この話は自己の中の葛藤を擬人化した内容であるとも言える。というかその様に置き換えても違和感が無い内容。
この世の中が自分の思った通りに行かない憤りを、逆に「なんでも思った通りになるという能力者」というモノに置き換え、且つ、長門や朝比奈さん、古泉などの心のサポート役がいて…、という葛藤の話…。
後に出るピクサーの「インサイド・ヘッド」みたいな話と言えなくもないのかも。
沢山いる仏教の神は、本当は自己の中にある全ての感情や能力の話…という風にも言われているが、例えるならそんな感じで、長門や朝比奈さん、古泉などは、それぞれ●●菩薩とか●●観音とかそういうこと。


やっぱり今になって冷静に見てみると減点箇所も幾つかある。
まず、エンドレスエイト事件は作品の演出としてやはり酷過ぎると思う。
せめて3回か4回くらいにしておけばよかったのにと思わざるを得ないが、これは「消失」を映画化したいがためにあえて本編を引き延ばしたのだと言われている。
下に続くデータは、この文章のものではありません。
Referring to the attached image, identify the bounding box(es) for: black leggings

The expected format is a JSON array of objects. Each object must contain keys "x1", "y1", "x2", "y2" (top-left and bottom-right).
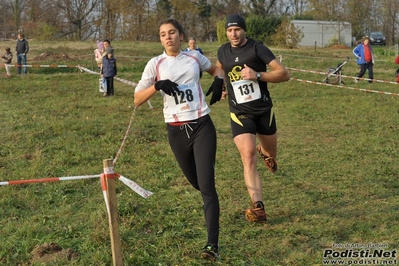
[{"x1": 167, "y1": 115, "x2": 220, "y2": 244}]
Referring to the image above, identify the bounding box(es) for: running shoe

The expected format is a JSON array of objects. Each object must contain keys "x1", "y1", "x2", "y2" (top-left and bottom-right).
[
  {"x1": 245, "y1": 201, "x2": 266, "y2": 223},
  {"x1": 201, "y1": 244, "x2": 219, "y2": 262},
  {"x1": 256, "y1": 145, "x2": 277, "y2": 173}
]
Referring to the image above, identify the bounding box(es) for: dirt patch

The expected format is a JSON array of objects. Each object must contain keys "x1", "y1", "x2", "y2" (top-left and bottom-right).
[
  {"x1": 30, "y1": 243, "x2": 78, "y2": 265},
  {"x1": 33, "y1": 53, "x2": 72, "y2": 61}
]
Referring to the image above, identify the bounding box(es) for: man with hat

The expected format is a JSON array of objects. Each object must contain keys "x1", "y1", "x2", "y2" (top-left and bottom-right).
[
  {"x1": 216, "y1": 14, "x2": 290, "y2": 222},
  {"x1": 353, "y1": 36, "x2": 374, "y2": 83}
]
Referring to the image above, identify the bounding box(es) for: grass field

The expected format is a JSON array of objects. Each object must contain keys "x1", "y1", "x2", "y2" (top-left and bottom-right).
[{"x1": 0, "y1": 40, "x2": 399, "y2": 266}]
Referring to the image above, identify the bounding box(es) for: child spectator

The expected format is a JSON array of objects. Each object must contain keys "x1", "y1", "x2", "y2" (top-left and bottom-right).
[
  {"x1": 395, "y1": 55, "x2": 399, "y2": 83},
  {"x1": 1, "y1": 47, "x2": 12, "y2": 77},
  {"x1": 100, "y1": 47, "x2": 117, "y2": 96}
]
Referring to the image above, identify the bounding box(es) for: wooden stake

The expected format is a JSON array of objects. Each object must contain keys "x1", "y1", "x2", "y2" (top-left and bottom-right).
[{"x1": 103, "y1": 159, "x2": 122, "y2": 266}]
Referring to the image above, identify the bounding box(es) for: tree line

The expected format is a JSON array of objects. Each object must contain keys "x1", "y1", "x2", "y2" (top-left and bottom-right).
[{"x1": 0, "y1": 0, "x2": 399, "y2": 45}]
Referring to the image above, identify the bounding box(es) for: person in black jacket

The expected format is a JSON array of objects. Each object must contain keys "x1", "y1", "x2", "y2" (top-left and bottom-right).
[
  {"x1": 15, "y1": 33, "x2": 29, "y2": 74},
  {"x1": 100, "y1": 47, "x2": 117, "y2": 96}
]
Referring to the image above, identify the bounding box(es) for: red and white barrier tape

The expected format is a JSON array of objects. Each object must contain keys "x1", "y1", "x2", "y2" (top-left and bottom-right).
[{"x1": 113, "y1": 106, "x2": 136, "y2": 165}]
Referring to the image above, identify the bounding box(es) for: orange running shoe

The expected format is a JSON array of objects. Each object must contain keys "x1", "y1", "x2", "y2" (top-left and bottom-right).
[{"x1": 245, "y1": 201, "x2": 266, "y2": 223}]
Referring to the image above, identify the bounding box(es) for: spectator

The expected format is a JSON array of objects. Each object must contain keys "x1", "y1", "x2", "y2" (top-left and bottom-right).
[
  {"x1": 94, "y1": 41, "x2": 104, "y2": 70},
  {"x1": 101, "y1": 47, "x2": 117, "y2": 96},
  {"x1": 353, "y1": 36, "x2": 374, "y2": 83},
  {"x1": 15, "y1": 33, "x2": 29, "y2": 74},
  {"x1": 184, "y1": 37, "x2": 204, "y2": 54},
  {"x1": 1, "y1": 47, "x2": 13, "y2": 77},
  {"x1": 216, "y1": 14, "x2": 290, "y2": 222}
]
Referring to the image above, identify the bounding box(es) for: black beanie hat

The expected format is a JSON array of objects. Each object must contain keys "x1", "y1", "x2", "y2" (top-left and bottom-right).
[{"x1": 226, "y1": 14, "x2": 247, "y2": 31}]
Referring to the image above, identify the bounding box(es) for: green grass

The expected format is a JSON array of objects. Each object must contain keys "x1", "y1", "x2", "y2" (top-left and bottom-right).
[{"x1": 0, "y1": 41, "x2": 399, "y2": 266}]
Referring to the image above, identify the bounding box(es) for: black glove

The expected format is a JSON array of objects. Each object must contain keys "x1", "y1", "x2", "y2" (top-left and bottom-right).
[
  {"x1": 154, "y1": 79, "x2": 180, "y2": 96},
  {"x1": 206, "y1": 77, "x2": 223, "y2": 105}
]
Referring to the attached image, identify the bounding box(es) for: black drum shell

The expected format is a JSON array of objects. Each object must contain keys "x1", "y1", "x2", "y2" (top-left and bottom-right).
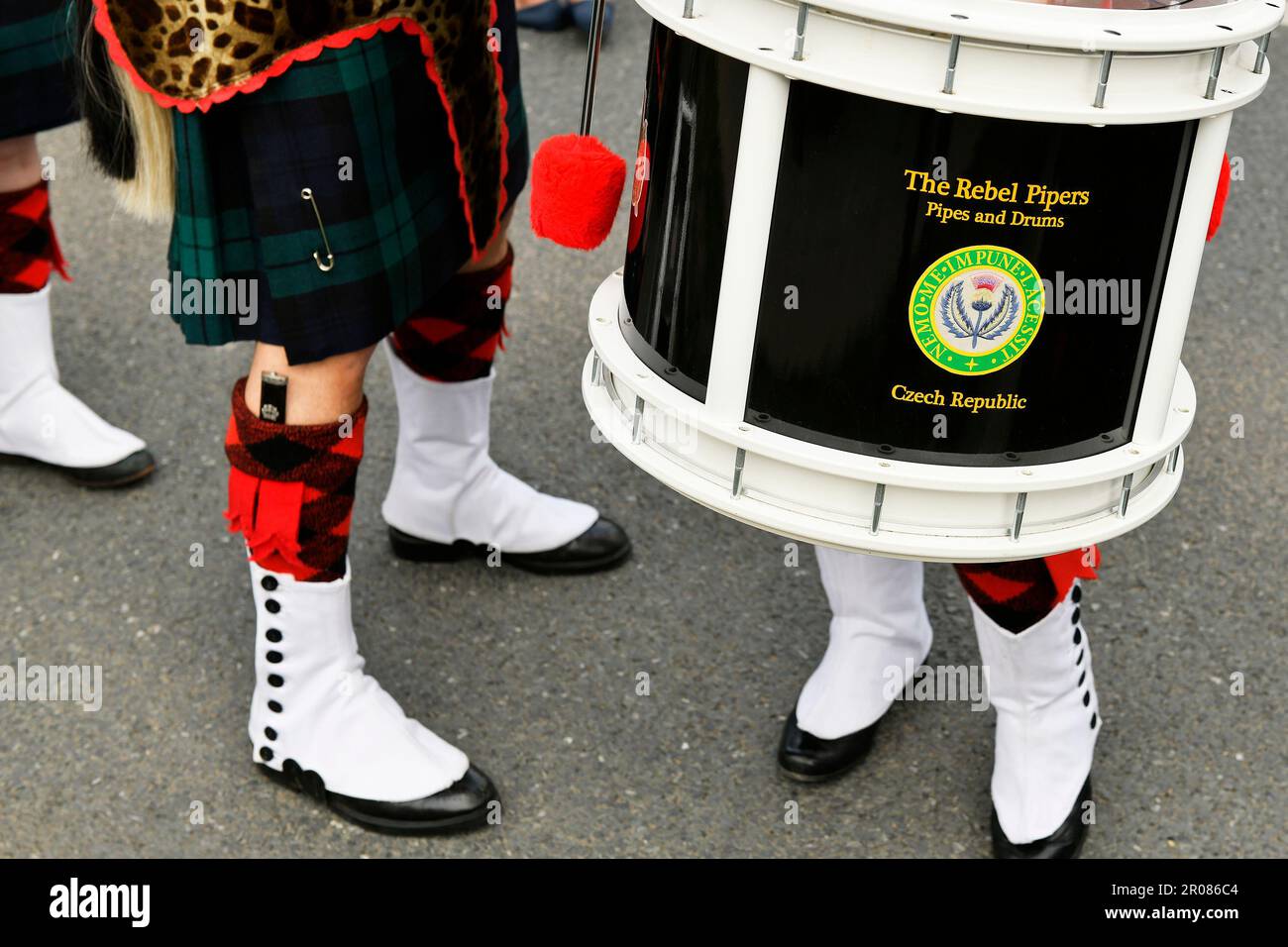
[{"x1": 622, "y1": 25, "x2": 1195, "y2": 466}]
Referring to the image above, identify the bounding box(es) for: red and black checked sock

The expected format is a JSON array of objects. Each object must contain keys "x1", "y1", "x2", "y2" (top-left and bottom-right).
[
  {"x1": 224, "y1": 378, "x2": 368, "y2": 582},
  {"x1": 0, "y1": 180, "x2": 71, "y2": 292},
  {"x1": 389, "y1": 248, "x2": 514, "y2": 381},
  {"x1": 953, "y1": 559, "x2": 1064, "y2": 634}
]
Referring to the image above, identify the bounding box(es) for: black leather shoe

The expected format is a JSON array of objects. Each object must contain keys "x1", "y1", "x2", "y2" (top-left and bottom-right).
[
  {"x1": 0, "y1": 450, "x2": 158, "y2": 489},
  {"x1": 255, "y1": 760, "x2": 499, "y2": 835},
  {"x1": 992, "y1": 776, "x2": 1091, "y2": 858},
  {"x1": 778, "y1": 707, "x2": 881, "y2": 783},
  {"x1": 59, "y1": 450, "x2": 158, "y2": 489},
  {"x1": 389, "y1": 517, "x2": 631, "y2": 575}
]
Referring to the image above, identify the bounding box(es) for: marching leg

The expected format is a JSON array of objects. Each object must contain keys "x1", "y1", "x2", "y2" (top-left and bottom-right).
[
  {"x1": 958, "y1": 559, "x2": 1100, "y2": 858},
  {"x1": 381, "y1": 241, "x2": 631, "y2": 573},
  {"x1": 0, "y1": 153, "x2": 156, "y2": 487},
  {"x1": 226, "y1": 358, "x2": 496, "y2": 835},
  {"x1": 778, "y1": 546, "x2": 931, "y2": 783}
]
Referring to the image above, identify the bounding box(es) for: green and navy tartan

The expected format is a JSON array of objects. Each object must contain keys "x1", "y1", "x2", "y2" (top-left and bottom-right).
[
  {"x1": 0, "y1": 0, "x2": 80, "y2": 141},
  {"x1": 170, "y1": 18, "x2": 528, "y2": 364}
]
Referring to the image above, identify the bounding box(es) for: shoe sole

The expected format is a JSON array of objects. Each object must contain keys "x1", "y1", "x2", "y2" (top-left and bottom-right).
[
  {"x1": 255, "y1": 763, "x2": 498, "y2": 835},
  {"x1": 0, "y1": 454, "x2": 158, "y2": 489},
  {"x1": 778, "y1": 754, "x2": 867, "y2": 785},
  {"x1": 389, "y1": 527, "x2": 632, "y2": 576}
]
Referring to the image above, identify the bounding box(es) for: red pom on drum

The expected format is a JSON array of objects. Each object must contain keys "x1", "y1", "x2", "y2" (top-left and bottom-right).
[
  {"x1": 1208, "y1": 155, "x2": 1231, "y2": 240},
  {"x1": 531, "y1": 136, "x2": 626, "y2": 250}
]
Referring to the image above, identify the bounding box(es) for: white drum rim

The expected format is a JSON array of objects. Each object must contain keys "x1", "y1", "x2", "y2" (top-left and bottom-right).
[
  {"x1": 583, "y1": 271, "x2": 1194, "y2": 562},
  {"x1": 636, "y1": 0, "x2": 1288, "y2": 125},
  {"x1": 659, "y1": 0, "x2": 1284, "y2": 53},
  {"x1": 589, "y1": 270, "x2": 1197, "y2": 493}
]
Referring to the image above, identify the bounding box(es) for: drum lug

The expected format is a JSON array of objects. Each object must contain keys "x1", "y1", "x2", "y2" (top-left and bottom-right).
[
  {"x1": 944, "y1": 35, "x2": 962, "y2": 95},
  {"x1": 1091, "y1": 49, "x2": 1115, "y2": 108},
  {"x1": 1203, "y1": 47, "x2": 1225, "y2": 99},
  {"x1": 1252, "y1": 34, "x2": 1270, "y2": 76},
  {"x1": 1012, "y1": 493, "x2": 1029, "y2": 543},
  {"x1": 793, "y1": 4, "x2": 808, "y2": 61},
  {"x1": 1118, "y1": 474, "x2": 1132, "y2": 517},
  {"x1": 730, "y1": 447, "x2": 747, "y2": 500}
]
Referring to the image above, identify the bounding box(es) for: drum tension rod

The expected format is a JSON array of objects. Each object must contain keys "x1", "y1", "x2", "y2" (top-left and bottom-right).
[
  {"x1": 944, "y1": 36, "x2": 962, "y2": 95},
  {"x1": 1091, "y1": 49, "x2": 1115, "y2": 108},
  {"x1": 1252, "y1": 34, "x2": 1270, "y2": 76},
  {"x1": 1203, "y1": 47, "x2": 1225, "y2": 99},
  {"x1": 793, "y1": 4, "x2": 808, "y2": 61},
  {"x1": 730, "y1": 447, "x2": 747, "y2": 500},
  {"x1": 1012, "y1": 493, "x2": 1029, "y2": 543},
  {"x1": 1118, "y1": 474, "x2": 1132, "y2": 517}
]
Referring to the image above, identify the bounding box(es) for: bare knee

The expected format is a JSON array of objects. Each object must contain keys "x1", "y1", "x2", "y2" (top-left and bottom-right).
[{"x1": 246, "y1": 343, "x2": 375, "y2": 424}]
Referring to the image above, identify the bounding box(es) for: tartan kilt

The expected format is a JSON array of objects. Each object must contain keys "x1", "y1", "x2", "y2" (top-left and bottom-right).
[
  {"x1": 168, "y1": 11, "x2": 528, "y2": 365},
  {"x1": 0, "y1": 0, "x2": 80, "y2": 141}
]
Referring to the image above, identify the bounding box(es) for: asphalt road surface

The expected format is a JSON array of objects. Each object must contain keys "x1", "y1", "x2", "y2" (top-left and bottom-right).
[{"x1": 0, "y1": 3, "x2": 1288, "y2": 858}]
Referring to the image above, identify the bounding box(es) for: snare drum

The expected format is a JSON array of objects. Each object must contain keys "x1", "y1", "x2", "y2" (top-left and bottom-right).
[{"x1": 583, "y1": 0, "x2": 1283, "y2": 562}]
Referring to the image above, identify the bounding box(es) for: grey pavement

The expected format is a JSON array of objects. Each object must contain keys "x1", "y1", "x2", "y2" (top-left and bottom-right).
[{"x1": 0, "y1": 3, "x2": 1288, "y2": 858}]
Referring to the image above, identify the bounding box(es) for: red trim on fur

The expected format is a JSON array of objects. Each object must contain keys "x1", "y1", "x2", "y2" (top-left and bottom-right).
[
  {"x1": 1208, "y1": 155, "x2": 1231, "y2": 240},
  {"x1": 85, "y1": 0, "x2": 510, "y2": 254},
  {"x1": 1046, "y1": 546, "x2": 1100, "y2": 601},
  {"x1": 474, "y1": 0, "x2": 510, "y2": 263},
  {"x1": 224, "y1": 468, "x2": 309, "y2": 579}
]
また、作者が新作を書かないという問題もあったが為だろうと思う。
それから、それにも関係する話だが、この作品は結局、作者が失踪したかのように未完で終わっていて続編が作られなくなっていること。何らかの大人の事情なのだろうが、やはり未完なのは良く無い。
仄聞した処によると、どうも角川の意向に反して、というか角川を無視して京アニがラノベのレーベルを独自に立ち上げたのが良く無かった…などと言われているが、「長門有希ちゃんの消失」は京アニではなくなっているしね…。おそらく京アニはこの涼宮関係に関わることが出来なくなったのだろうと推測される。

あと、神前さんや畑亜貴さんは凄いと思うが、幾つかの曲を除いて…、全体的に音楽が古い。
80年代のトレンディードラマみたいなダサいサントラである。

更に細かなことで言えば、「藤原」は例えば「浅田(アサダ)」などと名乗らせたほうが良かったのではないか?…と。これは僕のちょっとしたアイデアだけど…。
長門と周防で山口県…或いは戦艦の名前…という様なところがあるので、「藤原」というのもそういう何らかの意味があるのかもしれないけれど。

これらの点は減点対象となった。が、それでもやはり全体としてこの高得点である。